Where were you on the morning of September 11, 2001?
I remember the morning of September 11, 2001. It was a Tuesday and the sky was almost cloudless. It was a perfect late summer day in New Haven, CT.. I work for a laboratory in the Hospital Of Saint Raphael in New Haven and I was in the break room with two of my friends (Gabby and Frank). Someone came in and said a small airplane just hit the World Trade Center in NYC. I remember Gabby’s comment was “How blind could they be? That building is huge.” Right there I guess we knew on the inside something was wrong.
We stood in front of a television set in the lad watching the Today show. There was only about 6 or 7 people watching it with us. It was live at the Trade Center and I remember how shocked I was at the size of the fire because they were still reporting that it was a small plane that crashed into the side of the building. It was then what seemed like a blink of an eye that a second plane appeared on the screen and slammed into the second tower. I was actually confused at that point. I thought maybe it was film footage of the early crash being shown. I then heard the panic in the news reporter’s voice and it occurred to me that this was a second plane. I felt the blood drain from my face when I realized we just watched hundreds of people die. I instantly wondered how in the world were they going to get all those people out of those burning buildings? The news cameras were closing in on images of people hanging out the windows hundreds of feet above the ground, trying to get air. I cold see things falling from the buildings and then I realized the things falling were human beings.

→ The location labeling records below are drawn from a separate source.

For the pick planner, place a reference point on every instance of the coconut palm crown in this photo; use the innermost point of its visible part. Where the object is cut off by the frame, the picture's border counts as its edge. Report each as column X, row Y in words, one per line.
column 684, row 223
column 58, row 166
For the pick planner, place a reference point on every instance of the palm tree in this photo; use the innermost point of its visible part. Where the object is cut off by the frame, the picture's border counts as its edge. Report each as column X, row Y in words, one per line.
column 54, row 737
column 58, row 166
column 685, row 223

I remember running down the hall and telling people in our work area what just occurred. Before I knew it, it seemed like half the laboratory was crammed in front of this small television set.
I returned back to my work area and the phone rang. My friend’s and family all were calling to ask if I knew what was happening in NY. Awhile later my brother Tommy called and said that a plane just hit the Pentagon Building in Washington, DC. I remember I was almost in a panic on the inside because no one had any idea what in the world was going on. He would call with updates over and over, One call he told me that the planes were believed to been hijacked and there was possibly two more still in the sky.

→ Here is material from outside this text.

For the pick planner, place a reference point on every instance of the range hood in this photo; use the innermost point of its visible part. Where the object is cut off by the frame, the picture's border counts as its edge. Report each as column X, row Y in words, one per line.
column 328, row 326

I walked into the room were a TV was on. The room was now packed with shocked co-workers. As I walked in the unthinkable happened. One of the Twin Towers fell. My heart sunk. Total panic and a white cloud of smoke filled the television screen.

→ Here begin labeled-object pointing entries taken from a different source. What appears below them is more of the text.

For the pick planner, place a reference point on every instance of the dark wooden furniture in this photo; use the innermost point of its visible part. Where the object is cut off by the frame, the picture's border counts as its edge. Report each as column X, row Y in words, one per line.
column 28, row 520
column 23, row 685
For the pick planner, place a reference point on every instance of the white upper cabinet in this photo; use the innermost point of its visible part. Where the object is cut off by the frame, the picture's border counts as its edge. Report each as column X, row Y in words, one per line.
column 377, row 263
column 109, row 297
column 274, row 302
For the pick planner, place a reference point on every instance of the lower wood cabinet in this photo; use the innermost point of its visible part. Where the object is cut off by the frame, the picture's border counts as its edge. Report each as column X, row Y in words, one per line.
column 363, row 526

The phone rang again. It was my brother. He said a plane, a big one, just crashed in Pennsylvania. No one at that moment had any idea that what would unfold from the crash of this plane would go down in history as one of the bravest act of heroism ever.
Our hospital was now in a small network of relief hospitals designated to help with survivors o this disaster.
I left work early that day only to promise to come back if they need people to help with survivors. I remember getting on I-95 and the electronic highways signs all had the same message lit up across them, ”All entrances to NYC CLOSED”. I remember crossing the Q bridge over New Haven Harbor and looking up to see if any planes were heading toward it. Inside it was panic and disbelief.
Nearly all of the schools, stores and businesses closed early that day. There was no need to go back to the hospital because it became very apparent that there would be no survivors coming out of the now collapsed World Trade Center.
I sat in front of the television set all through the night watching the news in horror, sadness and disbelief. I watched the news as they showed families and friends of loved ones lost crying. The stories of the NYC firemen and policemen and rescue workers that lost their lives trying to save others. I heard of the phone calls made from hijacked United Flight 93 and how they began to believe that the passengers and crew may have fought back against the terrorists.
The following days proved to be a time of healing and support. I was one of those people that watched a telethon of stars rallying up support for the families that lost loved ones. I lit a candle with millions of others in remembrance.
One thing we must do is remember. Let us never forget what we lost and what was given on September 11, 2001. I hope in the next few postings I could help people do just that and remember and honor those we lost six years ago in that Tuesday morning.